The Phoenix Mars Lander is being carried aboard an unmanned Delta rocket. This will be the first ever NASA mission that attempts to find water in another planet. The epic journey is scheduled to take 10 months to complete.

Peter Smith, the chief scientist for the mission and an astronomer from Arizona University, watched the spacecraft lift off and speed towards Mars, which was marked by a tiny red spot in the sky. He said it was a good omen that Mars was visible to the naked eye. With a touch of philosophy, he compared the Phoenix with a bloodhound getting the scent of its prey.

Six hours into the lift-off, the spacecraft had traveled 365,000 miles from Earth and settled into its cruising speed of 12,000 mile per hour. Everything on board seemed to be working fine. As the director of NASA’s Mars exploration program put it, the next stop for the Phoenix would be Mars.

The spacecraft is slated to land on Mars on May 25, 2008. However, given the 33% success rate of previous Mars missions, there seems to be an air of uncertainty surrounding the current one as well. If the Phoenix reaches the Martian surface, it will spend the next three months scooping up and analyzing soil and ice samples.

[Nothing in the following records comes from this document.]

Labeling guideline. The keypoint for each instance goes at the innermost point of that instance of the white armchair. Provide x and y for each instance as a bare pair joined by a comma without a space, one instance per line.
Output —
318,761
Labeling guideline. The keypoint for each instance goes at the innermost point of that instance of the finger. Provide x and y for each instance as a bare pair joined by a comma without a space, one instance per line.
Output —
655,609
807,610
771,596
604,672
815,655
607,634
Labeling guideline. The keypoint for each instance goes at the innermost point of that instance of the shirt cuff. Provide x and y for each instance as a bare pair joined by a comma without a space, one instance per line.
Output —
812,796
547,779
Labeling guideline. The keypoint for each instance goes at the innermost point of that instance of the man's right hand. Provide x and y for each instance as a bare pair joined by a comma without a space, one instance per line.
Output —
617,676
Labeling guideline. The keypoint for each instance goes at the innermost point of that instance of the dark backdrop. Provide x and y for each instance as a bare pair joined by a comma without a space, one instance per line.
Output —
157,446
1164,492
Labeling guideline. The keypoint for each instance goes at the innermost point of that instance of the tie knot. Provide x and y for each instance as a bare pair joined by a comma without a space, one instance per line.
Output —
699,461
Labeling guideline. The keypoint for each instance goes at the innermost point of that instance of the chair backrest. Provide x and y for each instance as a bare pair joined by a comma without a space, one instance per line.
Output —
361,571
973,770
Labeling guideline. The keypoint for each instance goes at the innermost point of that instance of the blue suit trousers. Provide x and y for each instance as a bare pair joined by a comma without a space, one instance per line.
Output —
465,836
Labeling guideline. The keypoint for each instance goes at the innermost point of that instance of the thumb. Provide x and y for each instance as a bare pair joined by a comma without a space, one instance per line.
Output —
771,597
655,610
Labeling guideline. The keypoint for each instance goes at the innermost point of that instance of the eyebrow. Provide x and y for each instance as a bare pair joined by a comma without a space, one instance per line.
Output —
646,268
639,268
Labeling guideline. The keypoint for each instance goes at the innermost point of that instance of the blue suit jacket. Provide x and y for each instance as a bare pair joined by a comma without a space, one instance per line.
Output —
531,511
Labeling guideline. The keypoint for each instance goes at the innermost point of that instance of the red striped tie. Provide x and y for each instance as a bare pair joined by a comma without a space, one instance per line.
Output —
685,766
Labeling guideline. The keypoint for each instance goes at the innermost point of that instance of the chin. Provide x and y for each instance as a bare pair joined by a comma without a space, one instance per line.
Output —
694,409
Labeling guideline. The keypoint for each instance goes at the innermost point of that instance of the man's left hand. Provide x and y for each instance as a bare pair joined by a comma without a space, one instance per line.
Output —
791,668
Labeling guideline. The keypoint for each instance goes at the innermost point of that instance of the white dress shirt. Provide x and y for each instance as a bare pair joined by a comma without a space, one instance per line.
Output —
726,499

The analytic equipment on board the robotic digger includes ovens and mixing bowls. The probe will not have to dig very deep to get the samples required for testing. Onboard microscopes will examine the soil samples which will be baked and sometimes mixed with water that will be carried on board.

The scope of exploration during this mission is not evidence of life. Instead, the robotic digger will be looking for traces of organic compounds. If they are present at all, it is more likely to be in the ice around the poles.

The mission has been budgeted at a cost of $420 million. Skeptics say it represents a large risk for NASA when one takes into account the success rate of previous Mars probes. That only 5 out of 15 Mars missions have made a safe landing on the planet is a major talking point.

A successful landing followed by a positive result for microbe detection will pave the way for human visitors to the red planet. That was the opinion voiced by Mike Meyers, head of the Mars mission at NASA.